Robert Reilly believes that waltzing can stop war.
Last week he invited a few hundred of his friends and acquaintances to his annual peacekeeping party, a night of waltzing reminiscent of the sumptuous balls of turn-of-the-century Vienna.
The swish of satin and taffeta blended with lilting waltz music as men in white tie and tails whirled women in floor-length gowns around the palatial ballroom of the Organization of American States, the annual scene of Reilly's party.
It was a night of silk top hats, furs, dance cards, champagne and flaming crepes as more than 200 couples, including several high-ranking Reagan administration officials and young Republican professionals, most of whom are city residents, savored the third annual party of the Committee for Western Civilization.
"Between the Congress of Vienna and the outbreak of World War I, the world enjoyed an unequaled period of grace and tranquility," said Reilly, a Capitol Hill resident, White House staff member and party sponsor.
"Can it be only coincidence that it was precisely at that time that the waltz reached the apex of its popularity?"
He said the party had no political purpose, although the crowd was overwhelmingly Republican and the nearly $1,000 profit went to the Intercollegiate Studies Institute, founded by conservative author William Buckley Jr. in 1953 to sponsor seminars and publications for college students on such "traditional" values as capitalism.
The committee's board includes former national security affairs adviser Richard Allen, Sen. Phil Gramm (R-Tex.), former ambassador Clare Booth Luce, a half-dozen other former or current Reagan appointees and an Austrian baron.
"At the first dance in 1983 people kept waiting all night for an announcement, a pitch, but it's just fun," Reilly said.
Reilly, resplendent in top hat, white tails, flowing cape and gloves, cut a striking figure on the dance floor as he waltzed most numbers.
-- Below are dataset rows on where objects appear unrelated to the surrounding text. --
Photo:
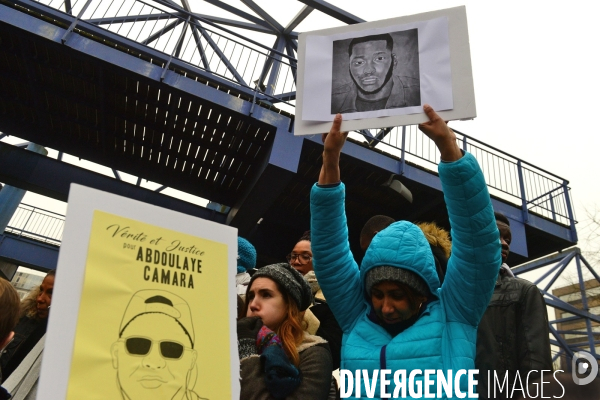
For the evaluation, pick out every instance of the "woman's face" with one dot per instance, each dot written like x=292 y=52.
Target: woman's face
x=301 y=257
x=266 y=301
x=391 y=302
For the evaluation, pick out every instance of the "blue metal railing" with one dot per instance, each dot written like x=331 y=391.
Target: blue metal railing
x=37 y=223
x=189 y=37
x=195 y=45
x=509 y=178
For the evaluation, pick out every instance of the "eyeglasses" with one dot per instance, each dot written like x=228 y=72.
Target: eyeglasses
x=303 y=258
x=140 y=346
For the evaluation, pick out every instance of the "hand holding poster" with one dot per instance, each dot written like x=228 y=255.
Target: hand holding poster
x=143 y=305
x=379 y=74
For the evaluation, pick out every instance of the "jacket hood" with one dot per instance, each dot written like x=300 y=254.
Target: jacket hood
x=401 y=245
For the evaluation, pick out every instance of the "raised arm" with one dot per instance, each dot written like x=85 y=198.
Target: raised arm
x=475 y=260
x=332 y=148
x=333 y=262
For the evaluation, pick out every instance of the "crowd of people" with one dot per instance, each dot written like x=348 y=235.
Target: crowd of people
x=418 y=301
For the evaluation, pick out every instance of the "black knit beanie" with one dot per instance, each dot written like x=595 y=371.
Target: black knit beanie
x=289 y=280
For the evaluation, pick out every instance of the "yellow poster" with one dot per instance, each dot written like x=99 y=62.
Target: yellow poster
x=149 y=326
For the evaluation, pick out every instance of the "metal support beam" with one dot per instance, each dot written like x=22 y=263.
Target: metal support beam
x=221 y=55
x=53 y=178
x=333 y=11
x=28 y=252
x=302 y=14
x=264 y=15
x=164 y=30
x=277 y=171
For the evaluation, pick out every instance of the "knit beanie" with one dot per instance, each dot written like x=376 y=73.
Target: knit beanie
x=246 y=255
x=394 y=274
x=289 y=280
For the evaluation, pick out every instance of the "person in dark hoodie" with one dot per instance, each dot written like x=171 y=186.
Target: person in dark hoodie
x=513 y=336
x=393 y=311
x=9 y=315
x=35 y=309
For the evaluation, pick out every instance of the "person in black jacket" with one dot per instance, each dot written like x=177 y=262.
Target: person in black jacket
x=9 y=315
x=513 y=335
x=32 y=324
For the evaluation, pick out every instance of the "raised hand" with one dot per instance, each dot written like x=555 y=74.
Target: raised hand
x=443 y=137
x=332 y=148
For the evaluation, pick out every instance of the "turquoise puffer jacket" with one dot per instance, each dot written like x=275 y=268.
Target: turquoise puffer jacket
x=444 y=335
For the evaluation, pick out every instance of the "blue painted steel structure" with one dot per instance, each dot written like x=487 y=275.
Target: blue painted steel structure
x=552 y=267
x=188 y=100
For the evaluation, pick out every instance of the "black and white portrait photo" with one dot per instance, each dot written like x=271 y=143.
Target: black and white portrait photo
x=376 y=72
x=380 y=74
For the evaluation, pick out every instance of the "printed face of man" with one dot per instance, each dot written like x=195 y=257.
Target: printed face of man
x=153 y=358
x=370 y=63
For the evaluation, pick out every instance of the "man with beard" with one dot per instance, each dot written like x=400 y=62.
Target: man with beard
x=374 y=85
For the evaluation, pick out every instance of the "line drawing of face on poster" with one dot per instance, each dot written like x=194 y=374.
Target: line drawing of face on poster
x=154 y=355
x=376 y=72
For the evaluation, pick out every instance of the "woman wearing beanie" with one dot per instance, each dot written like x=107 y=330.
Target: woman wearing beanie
x=278 y=359
x=318 y=319
x=394 y=313
x=246 y=262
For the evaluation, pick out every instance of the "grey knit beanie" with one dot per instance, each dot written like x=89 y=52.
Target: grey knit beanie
x=290 y=280
x=395 y=274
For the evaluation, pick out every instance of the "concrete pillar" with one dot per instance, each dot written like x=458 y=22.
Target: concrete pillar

By midevening, beads of perspiration dripped on his formal attire despite his repeated wipings with one of his white gloves.
Tables swathed in white linen cloths and topped with single candlesticks and spring flowers ringed the dance floor.
Nearby were long tables, lit by silver candelabras and laden with rich desserts, fruits and cheese.
Champagne and other drinks were plentiful at an open bar next to the dance floor.
"I love it. I wouldn't miss this for the world," said Jane Shepard, a native of Washington and a Capitol Hill resident who wore a black net gown that was embossed with a maze of gold polka dots and diamonds and cinched with a shiny gold belt.
"It reminds me of when I was growing up and you had to go to cotillions all the time," she said.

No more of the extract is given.